A licença de Romário, que durou exatos 120 dias, foi “previamente planejada com o partido” desde o início do mandato, conforme nota divulgada pelo próprio senador em dezembro. O objetivo era permitir que Bruno Bonetti, primeiro suplente e presidente municipal do PL no Rio de Janeiro, tivesse “a oportunidade de representar o Rio de Janeiro no Senado”.
“A licença é apenas uma pausa na rotina em Brasília, não no meu compromisso com o Rio de Janeiro e com o Brasil”, afirmou Romário ao anunciar o afastamento em dezembro.
Durante os 4 meses no cargo, Bonetti se destacou como articulador político do PL e defensor de pautas conservadoras. Em seu discurso de posse, o suplente anunciou voto favorável ao PL da Dosimetria, que reduz penas de condenados pelo 8 de Janeiro, incluindo o ex-presidente Jair Bolsonaro. Também criticou o governo Lula e reforçou valores de direita.

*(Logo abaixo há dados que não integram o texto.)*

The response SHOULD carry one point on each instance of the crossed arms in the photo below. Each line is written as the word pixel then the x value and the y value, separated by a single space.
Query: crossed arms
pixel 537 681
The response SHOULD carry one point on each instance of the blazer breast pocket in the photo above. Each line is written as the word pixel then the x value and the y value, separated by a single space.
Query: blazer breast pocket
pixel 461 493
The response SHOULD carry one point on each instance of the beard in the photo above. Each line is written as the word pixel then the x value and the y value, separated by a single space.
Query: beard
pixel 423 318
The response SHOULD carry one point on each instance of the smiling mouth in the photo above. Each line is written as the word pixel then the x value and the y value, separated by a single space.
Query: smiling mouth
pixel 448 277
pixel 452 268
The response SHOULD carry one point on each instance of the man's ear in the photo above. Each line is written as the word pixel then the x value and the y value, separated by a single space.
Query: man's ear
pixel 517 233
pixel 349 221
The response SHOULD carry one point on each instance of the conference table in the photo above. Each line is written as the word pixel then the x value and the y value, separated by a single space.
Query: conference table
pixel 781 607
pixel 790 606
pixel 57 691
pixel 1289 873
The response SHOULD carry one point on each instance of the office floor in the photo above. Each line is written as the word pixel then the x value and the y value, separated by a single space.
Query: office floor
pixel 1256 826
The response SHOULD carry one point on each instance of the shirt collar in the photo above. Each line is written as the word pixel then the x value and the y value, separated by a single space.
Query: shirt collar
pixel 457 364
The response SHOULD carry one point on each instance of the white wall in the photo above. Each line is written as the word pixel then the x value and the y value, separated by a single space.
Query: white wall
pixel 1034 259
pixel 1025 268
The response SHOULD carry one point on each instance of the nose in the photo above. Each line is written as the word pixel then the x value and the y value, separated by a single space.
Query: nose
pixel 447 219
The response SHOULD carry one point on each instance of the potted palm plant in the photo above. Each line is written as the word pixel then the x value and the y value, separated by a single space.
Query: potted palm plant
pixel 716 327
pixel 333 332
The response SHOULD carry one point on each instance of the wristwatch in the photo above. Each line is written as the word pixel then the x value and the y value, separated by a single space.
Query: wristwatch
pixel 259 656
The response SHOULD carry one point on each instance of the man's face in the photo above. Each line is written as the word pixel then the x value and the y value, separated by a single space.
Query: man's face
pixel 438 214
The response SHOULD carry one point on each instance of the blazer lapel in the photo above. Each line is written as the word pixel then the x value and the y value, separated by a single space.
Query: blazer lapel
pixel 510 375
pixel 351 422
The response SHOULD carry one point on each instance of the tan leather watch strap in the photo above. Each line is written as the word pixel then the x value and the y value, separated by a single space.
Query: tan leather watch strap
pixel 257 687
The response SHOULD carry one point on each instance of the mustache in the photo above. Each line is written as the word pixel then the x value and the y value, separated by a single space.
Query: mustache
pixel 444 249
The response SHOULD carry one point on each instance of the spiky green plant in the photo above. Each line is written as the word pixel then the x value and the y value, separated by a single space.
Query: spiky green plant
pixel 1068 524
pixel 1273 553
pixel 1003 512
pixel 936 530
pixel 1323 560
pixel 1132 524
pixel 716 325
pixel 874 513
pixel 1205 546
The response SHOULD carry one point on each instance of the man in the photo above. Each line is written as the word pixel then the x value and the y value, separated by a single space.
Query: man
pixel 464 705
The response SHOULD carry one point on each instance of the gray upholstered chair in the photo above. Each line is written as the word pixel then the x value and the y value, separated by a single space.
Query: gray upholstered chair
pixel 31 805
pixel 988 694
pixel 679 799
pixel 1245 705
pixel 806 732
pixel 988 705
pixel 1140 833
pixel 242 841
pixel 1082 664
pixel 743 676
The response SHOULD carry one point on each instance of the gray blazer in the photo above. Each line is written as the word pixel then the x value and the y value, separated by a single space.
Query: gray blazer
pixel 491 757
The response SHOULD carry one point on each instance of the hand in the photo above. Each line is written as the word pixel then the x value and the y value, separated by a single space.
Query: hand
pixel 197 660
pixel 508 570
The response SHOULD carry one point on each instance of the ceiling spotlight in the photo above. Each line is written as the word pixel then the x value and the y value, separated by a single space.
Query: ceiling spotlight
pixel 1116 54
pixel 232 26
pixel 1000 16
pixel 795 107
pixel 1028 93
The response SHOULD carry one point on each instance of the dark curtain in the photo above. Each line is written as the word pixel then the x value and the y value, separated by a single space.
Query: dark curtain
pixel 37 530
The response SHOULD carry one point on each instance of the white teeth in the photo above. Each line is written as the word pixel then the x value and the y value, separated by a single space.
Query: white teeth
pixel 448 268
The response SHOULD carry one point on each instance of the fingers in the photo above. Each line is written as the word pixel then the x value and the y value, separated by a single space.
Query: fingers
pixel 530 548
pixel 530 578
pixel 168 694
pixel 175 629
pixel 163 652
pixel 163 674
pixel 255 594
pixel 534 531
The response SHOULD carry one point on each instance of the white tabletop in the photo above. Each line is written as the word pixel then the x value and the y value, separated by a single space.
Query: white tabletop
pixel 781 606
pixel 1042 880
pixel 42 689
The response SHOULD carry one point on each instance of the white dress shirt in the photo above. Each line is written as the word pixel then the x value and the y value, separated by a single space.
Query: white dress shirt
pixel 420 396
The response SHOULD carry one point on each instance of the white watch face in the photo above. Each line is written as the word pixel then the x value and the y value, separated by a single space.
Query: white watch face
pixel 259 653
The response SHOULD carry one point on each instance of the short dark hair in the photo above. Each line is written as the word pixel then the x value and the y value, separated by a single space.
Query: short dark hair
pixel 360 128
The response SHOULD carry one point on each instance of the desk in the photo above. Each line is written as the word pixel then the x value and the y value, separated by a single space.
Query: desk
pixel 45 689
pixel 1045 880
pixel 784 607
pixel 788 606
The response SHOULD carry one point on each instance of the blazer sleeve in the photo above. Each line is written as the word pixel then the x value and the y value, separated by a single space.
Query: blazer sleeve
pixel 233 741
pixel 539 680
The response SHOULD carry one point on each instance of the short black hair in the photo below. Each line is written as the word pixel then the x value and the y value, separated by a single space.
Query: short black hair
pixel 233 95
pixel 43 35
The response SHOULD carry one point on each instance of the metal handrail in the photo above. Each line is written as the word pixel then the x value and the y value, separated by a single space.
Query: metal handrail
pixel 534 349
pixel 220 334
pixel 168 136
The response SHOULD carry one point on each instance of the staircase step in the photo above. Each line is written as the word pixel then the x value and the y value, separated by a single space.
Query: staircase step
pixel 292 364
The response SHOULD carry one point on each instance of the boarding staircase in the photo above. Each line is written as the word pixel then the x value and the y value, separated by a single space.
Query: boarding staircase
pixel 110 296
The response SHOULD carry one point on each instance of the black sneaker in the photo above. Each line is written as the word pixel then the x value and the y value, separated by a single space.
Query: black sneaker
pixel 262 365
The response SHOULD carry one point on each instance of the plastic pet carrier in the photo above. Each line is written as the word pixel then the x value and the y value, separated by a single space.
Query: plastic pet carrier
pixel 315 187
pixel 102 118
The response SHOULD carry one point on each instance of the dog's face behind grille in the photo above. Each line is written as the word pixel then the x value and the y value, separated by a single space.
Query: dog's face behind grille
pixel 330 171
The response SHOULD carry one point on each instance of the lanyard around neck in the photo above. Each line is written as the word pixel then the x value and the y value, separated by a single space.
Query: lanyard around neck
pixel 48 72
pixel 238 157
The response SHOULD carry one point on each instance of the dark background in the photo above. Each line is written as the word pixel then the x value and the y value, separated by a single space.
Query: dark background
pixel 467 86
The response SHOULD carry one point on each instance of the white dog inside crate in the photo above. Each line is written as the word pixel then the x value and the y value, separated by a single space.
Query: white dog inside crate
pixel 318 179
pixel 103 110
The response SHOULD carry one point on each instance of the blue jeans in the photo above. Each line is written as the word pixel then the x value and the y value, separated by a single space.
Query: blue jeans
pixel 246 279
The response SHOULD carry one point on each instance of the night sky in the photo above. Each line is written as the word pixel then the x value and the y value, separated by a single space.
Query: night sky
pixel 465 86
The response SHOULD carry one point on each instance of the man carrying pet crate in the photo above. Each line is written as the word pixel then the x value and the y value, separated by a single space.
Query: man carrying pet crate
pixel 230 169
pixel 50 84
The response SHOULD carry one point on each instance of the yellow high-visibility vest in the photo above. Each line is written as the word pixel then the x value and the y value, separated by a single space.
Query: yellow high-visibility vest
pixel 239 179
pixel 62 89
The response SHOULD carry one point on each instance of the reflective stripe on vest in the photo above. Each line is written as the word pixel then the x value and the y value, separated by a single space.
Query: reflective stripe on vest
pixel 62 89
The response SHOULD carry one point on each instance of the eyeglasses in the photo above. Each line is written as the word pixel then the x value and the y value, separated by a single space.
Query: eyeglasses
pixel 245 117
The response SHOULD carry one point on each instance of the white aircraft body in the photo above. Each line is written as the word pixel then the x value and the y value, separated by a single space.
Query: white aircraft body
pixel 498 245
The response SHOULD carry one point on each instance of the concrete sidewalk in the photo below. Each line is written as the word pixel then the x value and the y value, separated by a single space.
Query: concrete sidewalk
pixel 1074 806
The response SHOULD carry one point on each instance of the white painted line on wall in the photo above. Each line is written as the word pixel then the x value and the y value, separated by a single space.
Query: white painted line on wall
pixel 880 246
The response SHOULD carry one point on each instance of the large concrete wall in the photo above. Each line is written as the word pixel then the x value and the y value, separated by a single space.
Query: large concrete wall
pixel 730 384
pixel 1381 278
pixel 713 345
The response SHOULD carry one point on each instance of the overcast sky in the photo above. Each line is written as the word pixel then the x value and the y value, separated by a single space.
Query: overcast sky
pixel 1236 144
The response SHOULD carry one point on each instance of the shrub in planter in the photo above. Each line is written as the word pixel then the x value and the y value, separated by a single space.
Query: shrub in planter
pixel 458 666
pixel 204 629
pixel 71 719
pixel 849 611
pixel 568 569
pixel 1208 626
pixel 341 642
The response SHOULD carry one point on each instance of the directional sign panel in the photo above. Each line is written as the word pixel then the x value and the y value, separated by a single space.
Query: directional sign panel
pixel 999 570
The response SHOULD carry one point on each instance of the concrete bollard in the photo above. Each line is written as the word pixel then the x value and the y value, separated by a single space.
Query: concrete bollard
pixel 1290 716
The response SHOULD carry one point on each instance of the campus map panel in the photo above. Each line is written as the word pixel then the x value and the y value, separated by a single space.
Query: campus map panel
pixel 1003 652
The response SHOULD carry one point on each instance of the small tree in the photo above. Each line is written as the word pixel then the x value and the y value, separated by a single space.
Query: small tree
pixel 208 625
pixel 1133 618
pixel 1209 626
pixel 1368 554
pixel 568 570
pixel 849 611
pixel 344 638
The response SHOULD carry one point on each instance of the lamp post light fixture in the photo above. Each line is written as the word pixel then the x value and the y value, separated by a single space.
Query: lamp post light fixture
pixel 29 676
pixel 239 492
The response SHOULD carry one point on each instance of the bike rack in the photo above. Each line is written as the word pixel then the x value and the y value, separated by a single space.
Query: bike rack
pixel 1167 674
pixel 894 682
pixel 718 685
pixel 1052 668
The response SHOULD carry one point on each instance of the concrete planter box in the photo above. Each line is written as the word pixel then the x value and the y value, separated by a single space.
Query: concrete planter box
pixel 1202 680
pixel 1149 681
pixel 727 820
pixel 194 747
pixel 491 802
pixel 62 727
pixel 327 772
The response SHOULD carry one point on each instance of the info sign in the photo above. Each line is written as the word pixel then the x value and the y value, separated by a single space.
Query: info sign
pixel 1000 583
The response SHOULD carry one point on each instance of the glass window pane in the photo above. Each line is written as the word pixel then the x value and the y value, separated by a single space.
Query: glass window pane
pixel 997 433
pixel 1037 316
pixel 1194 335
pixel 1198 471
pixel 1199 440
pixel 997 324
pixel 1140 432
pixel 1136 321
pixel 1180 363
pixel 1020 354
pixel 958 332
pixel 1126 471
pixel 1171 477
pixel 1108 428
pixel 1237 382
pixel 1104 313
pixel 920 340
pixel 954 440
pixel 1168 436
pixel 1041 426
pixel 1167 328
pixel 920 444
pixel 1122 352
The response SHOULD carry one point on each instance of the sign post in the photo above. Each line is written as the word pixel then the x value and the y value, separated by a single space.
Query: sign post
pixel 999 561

A cerimônia de posse de Bonetti em dezembro contou com a presença de Valdemar Costa Neto, presidente nacional do PL, do ex-vereador Carlos Bolsonaro, e de deputados federais do partido, sinalizando a importância estratégica da vaga para a legenda.
Durante o período, Bonetti recebeu a remuneração integral de senador, cerca de R$ 46 mil mensais, enquanto Romário ficou sem salário. A licença não remunerada do titular foi uma das condições do acordo partidário.
A volta de Romário ocorre em momento estratégico para o PL. O partido busca conquistar maioria no Senado nas eleições de 2026, quando dois terços da Casa serão renovados. O controle da Casa Alta é prioridade tanto para o entorno de Bolsonaro quanto para o governo Lula, já que o presidente do Senado conduz processos de impeachment contra ministros do STF.
Com o retorno de Romário, Bonetti volta à condição de primeiro suplente e o PL perde a representação direta que tinha na cadeira carioca. A troca, porém, era esperada e faz parte da estratégia partidária de alternância para preservar a vaga na eleição de 2026.